Paru dans Scolaire, Périscolaire le vendredi 06 octobre 2023.

“Je suis arrivé plusieurs fois en retard en cours, environ trois fois par mois. Les profs m'ont dit de ne plus l'être. Ils ont essayé de savoir pourquoi. J'ai expliqué, ils se sont préoccupés d'eux“ explique Marc, aidant de ses parents diabétiques. En tout, 18 % des élèves ou étudiants dans cette situation sont arrivés en retard en cours l'an dernier, contre 10 % pour les non-aidants, indiquent le Crédoc et la Macif dans un enquête centrée sur le phénomène.

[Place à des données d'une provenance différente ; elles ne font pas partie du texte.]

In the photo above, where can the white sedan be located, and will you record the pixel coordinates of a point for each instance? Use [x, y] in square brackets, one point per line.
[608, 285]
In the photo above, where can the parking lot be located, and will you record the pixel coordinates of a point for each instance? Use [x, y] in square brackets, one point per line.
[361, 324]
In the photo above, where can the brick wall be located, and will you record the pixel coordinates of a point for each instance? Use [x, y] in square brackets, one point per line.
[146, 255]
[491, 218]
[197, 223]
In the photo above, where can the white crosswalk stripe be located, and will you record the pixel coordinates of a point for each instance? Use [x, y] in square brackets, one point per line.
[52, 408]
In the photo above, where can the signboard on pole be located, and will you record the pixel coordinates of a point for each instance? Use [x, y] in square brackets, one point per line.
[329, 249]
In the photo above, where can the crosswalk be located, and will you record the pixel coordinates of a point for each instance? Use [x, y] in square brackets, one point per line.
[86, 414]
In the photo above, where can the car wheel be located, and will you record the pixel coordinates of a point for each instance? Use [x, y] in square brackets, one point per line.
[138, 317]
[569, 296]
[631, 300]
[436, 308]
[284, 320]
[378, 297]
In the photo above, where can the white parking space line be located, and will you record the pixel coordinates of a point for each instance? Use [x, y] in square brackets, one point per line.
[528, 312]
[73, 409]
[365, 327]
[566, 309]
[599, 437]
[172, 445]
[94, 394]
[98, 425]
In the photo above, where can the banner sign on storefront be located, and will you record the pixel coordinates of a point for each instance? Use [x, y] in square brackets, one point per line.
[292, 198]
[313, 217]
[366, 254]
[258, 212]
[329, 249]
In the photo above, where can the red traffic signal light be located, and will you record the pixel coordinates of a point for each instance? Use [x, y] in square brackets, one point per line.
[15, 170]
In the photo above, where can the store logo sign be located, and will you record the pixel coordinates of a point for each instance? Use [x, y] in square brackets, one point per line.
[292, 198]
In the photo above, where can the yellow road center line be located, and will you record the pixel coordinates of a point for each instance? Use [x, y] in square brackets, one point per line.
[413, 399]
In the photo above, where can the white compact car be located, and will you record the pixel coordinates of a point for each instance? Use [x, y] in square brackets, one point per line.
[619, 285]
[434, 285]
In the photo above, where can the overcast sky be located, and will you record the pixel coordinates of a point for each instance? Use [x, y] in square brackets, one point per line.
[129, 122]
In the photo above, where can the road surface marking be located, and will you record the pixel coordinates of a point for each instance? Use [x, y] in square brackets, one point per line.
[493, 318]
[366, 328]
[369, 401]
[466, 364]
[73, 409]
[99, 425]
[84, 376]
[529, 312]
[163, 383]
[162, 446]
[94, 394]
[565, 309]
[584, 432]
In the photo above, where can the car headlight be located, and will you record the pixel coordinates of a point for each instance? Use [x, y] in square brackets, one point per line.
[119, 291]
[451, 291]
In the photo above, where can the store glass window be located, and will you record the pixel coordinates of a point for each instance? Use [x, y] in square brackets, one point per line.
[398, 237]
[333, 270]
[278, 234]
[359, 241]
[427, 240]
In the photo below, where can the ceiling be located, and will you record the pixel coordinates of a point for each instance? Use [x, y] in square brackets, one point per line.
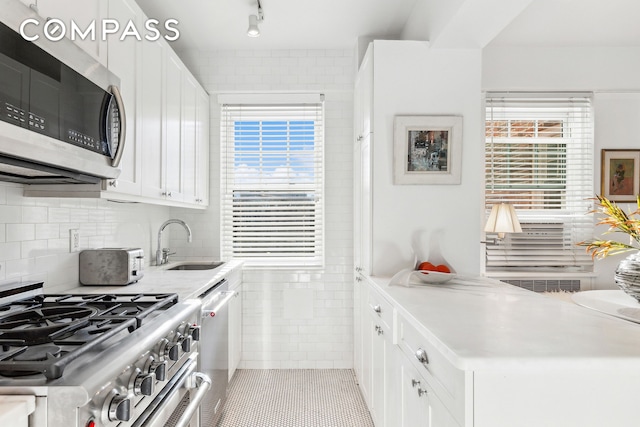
[337, 24]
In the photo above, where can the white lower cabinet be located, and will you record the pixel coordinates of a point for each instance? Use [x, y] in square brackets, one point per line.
[419, 405]
[400, 387]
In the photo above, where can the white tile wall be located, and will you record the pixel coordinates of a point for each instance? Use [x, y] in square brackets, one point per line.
[274, 336]
[34, 234]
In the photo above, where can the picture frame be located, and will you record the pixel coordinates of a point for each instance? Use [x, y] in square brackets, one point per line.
[427, 149]
[620, 174]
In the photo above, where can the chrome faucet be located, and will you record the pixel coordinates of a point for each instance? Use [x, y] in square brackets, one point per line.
[162, 254]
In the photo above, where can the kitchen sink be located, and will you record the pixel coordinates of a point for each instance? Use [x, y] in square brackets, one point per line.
[196, 265]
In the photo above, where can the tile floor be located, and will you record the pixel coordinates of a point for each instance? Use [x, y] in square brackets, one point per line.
[294, 398]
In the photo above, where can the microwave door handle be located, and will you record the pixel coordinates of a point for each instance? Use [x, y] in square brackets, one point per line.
[122, 132]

La rapport souligne “la diversité de l’aide apportée, allant du soutien moral à la pratique de soins“ ainsi que l’impact sur la vie sociale et affective “de ces adolescents en construction et de ces jeunes adultes aux prises avec les études et l’insertion professionnelle“. Les jeunes proches aidants de 16 à 25 ans, catégorie “méconnue et quasi invisible de l’action publique“ seraient entre 700 000 et 1 million (soit 13 %) à être investis dans l’accompagnement d’un proche fragilisé par une perte d’autonomie liée à l’âge, à la maladie ou au handicap.

Parmi eux, 22 % sont âgés de 16 à 18 ans, 29 % de 19 à 21 ans et 49 % ont entre 22 à 25 ans. L'enquête fait valoir une “surreprésentation des élèves boursiers (qui) laisse entrevoir des conditions financières plus défavorables“, 57 % des jeunes aidants étant bénéficiaires d’une bourse sur critères sociaux de l’Education nationale, du Crous ou d’une bourse régionale, soit 19 points de plus comparativement aux jeunes non-aidants.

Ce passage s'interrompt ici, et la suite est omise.